Algumas cidades estão a pintar sinalética no pavimento para alertar os condutores de automóveis que ali circulam bicicletas. Outras apostam em limitar a velocidade dos veículos motorizados, criar zonas de coexistência, fazer ciclovias pop-up. São estratégias que visam tornar mais seguras as ruas onde não existem canais segregados para os diferentes utilizadores.
Corpo do artigo
Em Torres Novas, ultima-se a pintura de pictogramas de bicicletas no pavimento, chamadas "Shared Lane Arrows" ou "Sharrows", para indicar uma zona onde é expectável encontrar pessoas a circular de bicicleta. A ideia é alertar os automobilistas que têm de adequar a velocidade para partilharem a via.
A MPT, a empresa de planeamento e gestão de mobilidade que idealizou o projeto em Torres Novas, quis ir mais além e somou "alguma criatividade e arte urbana", para ajudar as pessoas a refletirem, explica a CEO Paula Teles.

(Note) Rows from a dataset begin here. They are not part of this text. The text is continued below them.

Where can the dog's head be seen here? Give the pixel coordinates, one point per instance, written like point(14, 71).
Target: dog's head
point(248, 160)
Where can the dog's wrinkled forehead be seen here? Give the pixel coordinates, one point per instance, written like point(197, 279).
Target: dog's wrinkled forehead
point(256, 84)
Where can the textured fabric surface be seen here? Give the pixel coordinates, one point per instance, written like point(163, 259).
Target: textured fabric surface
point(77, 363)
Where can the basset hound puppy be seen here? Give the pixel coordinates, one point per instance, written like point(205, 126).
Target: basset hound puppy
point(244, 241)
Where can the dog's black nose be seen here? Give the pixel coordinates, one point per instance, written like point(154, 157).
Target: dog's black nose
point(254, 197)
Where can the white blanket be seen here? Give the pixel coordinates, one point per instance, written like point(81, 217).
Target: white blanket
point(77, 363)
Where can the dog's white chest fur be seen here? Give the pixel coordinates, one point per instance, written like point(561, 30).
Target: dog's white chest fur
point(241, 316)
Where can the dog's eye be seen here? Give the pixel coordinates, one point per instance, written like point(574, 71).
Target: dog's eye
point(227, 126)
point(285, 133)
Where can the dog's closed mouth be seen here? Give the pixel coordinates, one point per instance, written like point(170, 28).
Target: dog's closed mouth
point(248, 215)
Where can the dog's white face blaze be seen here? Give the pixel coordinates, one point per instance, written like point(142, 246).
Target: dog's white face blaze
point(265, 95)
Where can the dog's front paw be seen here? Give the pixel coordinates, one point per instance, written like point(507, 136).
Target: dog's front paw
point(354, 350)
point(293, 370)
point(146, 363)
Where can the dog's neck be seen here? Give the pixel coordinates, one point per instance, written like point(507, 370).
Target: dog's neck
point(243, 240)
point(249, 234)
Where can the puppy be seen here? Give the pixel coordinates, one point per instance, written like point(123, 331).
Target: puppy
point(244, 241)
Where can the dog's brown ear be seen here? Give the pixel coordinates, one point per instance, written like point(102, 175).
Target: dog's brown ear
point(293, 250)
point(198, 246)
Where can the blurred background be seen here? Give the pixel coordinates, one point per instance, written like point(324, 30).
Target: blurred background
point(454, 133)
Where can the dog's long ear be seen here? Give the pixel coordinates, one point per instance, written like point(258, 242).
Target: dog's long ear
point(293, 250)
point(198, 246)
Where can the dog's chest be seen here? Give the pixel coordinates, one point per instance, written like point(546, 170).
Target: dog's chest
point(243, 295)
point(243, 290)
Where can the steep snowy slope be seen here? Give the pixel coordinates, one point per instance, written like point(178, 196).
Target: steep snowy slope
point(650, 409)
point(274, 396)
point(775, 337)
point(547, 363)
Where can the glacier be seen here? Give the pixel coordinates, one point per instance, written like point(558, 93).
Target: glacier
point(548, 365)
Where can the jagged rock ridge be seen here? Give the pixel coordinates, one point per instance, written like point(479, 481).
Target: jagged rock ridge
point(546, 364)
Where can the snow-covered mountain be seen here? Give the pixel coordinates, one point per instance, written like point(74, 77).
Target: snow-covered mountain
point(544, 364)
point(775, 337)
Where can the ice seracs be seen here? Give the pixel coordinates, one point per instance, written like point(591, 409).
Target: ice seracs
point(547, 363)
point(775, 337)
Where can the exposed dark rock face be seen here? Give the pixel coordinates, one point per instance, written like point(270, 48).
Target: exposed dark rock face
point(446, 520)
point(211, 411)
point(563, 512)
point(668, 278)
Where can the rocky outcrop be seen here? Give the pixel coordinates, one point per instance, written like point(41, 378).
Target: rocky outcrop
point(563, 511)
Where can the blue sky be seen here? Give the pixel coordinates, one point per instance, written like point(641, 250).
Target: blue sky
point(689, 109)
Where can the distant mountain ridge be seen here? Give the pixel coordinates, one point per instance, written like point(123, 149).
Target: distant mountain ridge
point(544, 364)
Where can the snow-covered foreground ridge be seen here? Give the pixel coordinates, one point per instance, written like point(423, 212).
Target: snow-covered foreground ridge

As linhas entre os "sharrows" foram personalizadas, fazendo alusão às muralhas do castelo e simulando o ritmo cardíaco.
Como a partilha da via "ainda não é um hábito da população portuguesa", a empresa procurou uma forma de "tornar ainda mais evidente" a sinalização e chamar efetivamente a atenção dos condutores, procurando que reduzam a velocidade para que a circulação seja mais segura para os ciclistas. "Onde não é possível fazer uma via diferenciada, vamos reforçar a sinalética com esta ideia, para alertar os condutores que por ali também andam ciclistas e têm de moderar a velocidade", sublinha Paula Teles, explicando que há quem evite andar de bicicleta nas cidades por considerar que "ainda não têm segurança".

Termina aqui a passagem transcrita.